Journal of Speech, Language, and Hearing Research, February 2005, Vol. 48, 79-92. doi:10.1044/1092-4388(2005/007)
History: Received June 24, 2003; Revised January 12, 2004; Accepted June 11, 2004
Web of Science® Times Cited: 13

This study examines knowledge of a constraint on the form of synthetic noun-noun compounds in a group of 12 children and adolescents with Williams syndrome (WS; age 8–16 years). The constraint blocks regular plurals from appearing inside compounds (e.g., ferrets breeder) while allowing irregular plurals in the same environment (e.g., mice breeder). In an elicited production task, the WS group showed a strong asymmetry in rates of plurals inside compounds, allowing irregulars liberally but almost never allowing regulars.

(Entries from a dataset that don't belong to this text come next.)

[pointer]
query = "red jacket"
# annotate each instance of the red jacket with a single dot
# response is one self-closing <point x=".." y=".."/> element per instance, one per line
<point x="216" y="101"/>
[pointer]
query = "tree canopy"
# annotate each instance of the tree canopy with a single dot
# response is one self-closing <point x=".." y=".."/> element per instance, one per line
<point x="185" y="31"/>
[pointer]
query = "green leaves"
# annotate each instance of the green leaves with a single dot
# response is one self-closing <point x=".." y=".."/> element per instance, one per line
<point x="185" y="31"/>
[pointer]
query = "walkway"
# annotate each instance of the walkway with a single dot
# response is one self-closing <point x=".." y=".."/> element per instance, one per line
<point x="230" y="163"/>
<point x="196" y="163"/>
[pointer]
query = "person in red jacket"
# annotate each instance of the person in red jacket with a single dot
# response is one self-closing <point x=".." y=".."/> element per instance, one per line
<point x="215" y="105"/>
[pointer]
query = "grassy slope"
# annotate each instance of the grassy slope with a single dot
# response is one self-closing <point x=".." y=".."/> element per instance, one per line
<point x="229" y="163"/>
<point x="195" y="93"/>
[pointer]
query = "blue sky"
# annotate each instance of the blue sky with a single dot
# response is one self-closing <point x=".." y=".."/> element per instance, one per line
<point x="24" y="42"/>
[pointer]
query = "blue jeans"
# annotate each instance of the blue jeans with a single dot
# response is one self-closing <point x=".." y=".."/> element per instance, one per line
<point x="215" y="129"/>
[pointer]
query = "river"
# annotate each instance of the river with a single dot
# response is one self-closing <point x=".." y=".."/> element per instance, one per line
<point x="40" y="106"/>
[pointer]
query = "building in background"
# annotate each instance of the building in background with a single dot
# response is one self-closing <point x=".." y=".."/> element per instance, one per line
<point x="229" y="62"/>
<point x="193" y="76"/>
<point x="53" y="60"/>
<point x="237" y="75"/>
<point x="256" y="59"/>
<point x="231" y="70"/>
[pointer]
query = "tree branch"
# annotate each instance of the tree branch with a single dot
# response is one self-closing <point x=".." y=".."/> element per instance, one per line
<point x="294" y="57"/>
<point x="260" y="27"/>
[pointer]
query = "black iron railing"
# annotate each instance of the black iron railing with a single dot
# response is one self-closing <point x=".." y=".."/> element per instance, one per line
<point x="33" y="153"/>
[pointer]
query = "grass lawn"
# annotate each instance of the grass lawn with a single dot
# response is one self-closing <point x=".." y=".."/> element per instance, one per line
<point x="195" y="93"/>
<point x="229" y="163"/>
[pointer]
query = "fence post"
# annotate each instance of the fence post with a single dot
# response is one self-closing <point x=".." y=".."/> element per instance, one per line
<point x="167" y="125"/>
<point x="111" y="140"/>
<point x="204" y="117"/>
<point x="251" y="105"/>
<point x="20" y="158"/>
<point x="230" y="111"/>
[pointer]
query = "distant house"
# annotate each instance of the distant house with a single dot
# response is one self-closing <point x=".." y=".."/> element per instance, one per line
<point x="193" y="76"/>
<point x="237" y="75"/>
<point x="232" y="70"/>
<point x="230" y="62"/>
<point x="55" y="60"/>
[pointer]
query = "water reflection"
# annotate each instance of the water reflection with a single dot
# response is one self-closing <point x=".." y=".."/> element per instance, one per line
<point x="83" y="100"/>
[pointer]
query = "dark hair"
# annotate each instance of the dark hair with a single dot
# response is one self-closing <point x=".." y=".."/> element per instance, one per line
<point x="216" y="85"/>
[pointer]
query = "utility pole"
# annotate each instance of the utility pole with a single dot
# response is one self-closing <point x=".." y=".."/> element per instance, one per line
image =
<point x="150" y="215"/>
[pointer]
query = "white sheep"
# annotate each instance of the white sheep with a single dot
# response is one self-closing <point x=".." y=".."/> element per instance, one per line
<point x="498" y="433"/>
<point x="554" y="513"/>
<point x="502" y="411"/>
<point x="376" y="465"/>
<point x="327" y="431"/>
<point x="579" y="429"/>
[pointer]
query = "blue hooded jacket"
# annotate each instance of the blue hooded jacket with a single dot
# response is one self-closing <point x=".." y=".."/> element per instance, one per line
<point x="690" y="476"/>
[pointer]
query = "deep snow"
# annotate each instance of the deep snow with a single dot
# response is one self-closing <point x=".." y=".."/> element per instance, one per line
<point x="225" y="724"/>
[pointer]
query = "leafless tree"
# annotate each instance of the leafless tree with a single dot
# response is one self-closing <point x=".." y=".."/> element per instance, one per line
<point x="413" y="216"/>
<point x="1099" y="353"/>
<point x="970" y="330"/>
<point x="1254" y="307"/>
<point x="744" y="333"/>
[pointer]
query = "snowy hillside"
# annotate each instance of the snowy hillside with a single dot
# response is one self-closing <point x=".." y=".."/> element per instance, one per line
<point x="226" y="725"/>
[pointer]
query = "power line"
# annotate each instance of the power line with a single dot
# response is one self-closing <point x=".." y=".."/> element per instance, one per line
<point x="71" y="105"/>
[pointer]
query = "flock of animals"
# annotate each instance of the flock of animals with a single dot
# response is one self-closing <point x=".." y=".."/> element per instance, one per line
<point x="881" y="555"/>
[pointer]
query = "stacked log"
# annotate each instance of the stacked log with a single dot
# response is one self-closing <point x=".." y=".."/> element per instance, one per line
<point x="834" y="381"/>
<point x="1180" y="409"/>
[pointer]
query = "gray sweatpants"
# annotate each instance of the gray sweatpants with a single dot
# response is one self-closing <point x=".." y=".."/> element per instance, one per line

This demonstrates that people with WS are capable of acquiring and applying combinatorial knowledge that requires the suppression of productive morphological rules, contrary to some recent proposals. These results are compared with other studies of compounding, and the implications of these results for theories of the WS grammatical profile are discussed.

Acknowledgments
This article is based on work conducted and reported in my doctoral dissertation. Portions of this work were presented at the meeting of the Cognitive Neuroscience Society (April 2001).This research was supported in part by National Institutes of Health Grant R03-HD-043113 and by three grants to Barbara Landau (National Science Foundation Grant SBR-9808585, March of Dimes Grant FY98-0194, and FY99-0670). My sincerest thanks go to the families and individuals who participated in this study, to Nicole Kurz for her help in testing children, and to Colin Phillips and Jaiva Larsen for their comments on drafts of this article.